Top Saudi cleric says Nigeria's Boko Haram smears Islam

DUBAI - Saudi Arabia's grand mufti, the top religious authority in the birthplace of Islam, has condemned Nigeria's Boko Haram as a group "set up to smear the image of Islam" and condemned its kidnapping of over 200 schoolgirls.
Sheikh Abdulaziz Al al-Sheikh said the radical movement, which says it wants to establish a "pure" Islamic state in Nigeria, was "misguided" and should be "shown their wrong path and be made to reject it."
His remarks came as religious leaders in the Muslim world, who often do not comment on militant violence, joined in denouncing Boko Haram leader Abubakar Shekau for saying Allah had told him to sell off the kidnapped girls as forced brides.
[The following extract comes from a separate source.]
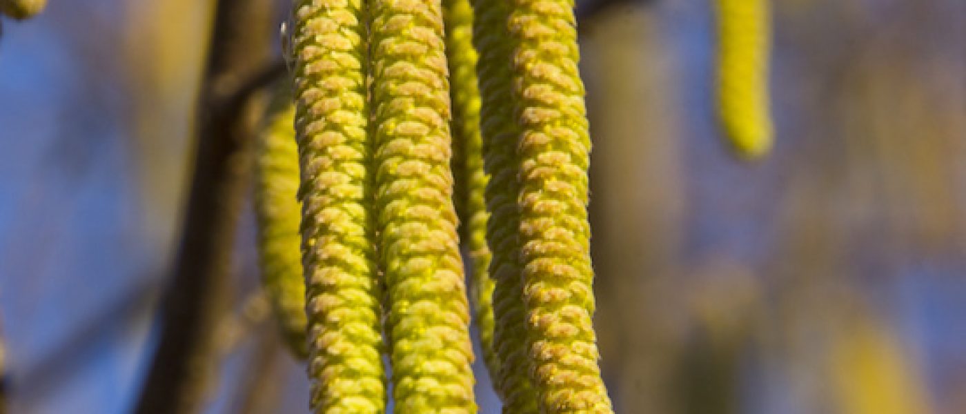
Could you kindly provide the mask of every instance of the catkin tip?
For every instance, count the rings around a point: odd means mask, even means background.
[[[33,17],[46,6],[46,0],[0,0],[0,11],[17,20]]]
"This is a group that has been set up to smear the image of Islam and must be offered advice, shown their wrong path and be made to reject it," he told the Arabic-language newspaper al-Hayat in an interview published on Friday.
"These groups are not on the right path because Islam is against kidnapping, killing and aggression," he said. "Marrying kidnapped girls is not permitted."
Boko Haram militants kidnapped some 250 girls on April 14 from a secondary school in Chibok village, near the Cameroon border, while they took exams. Fifty have since escaped.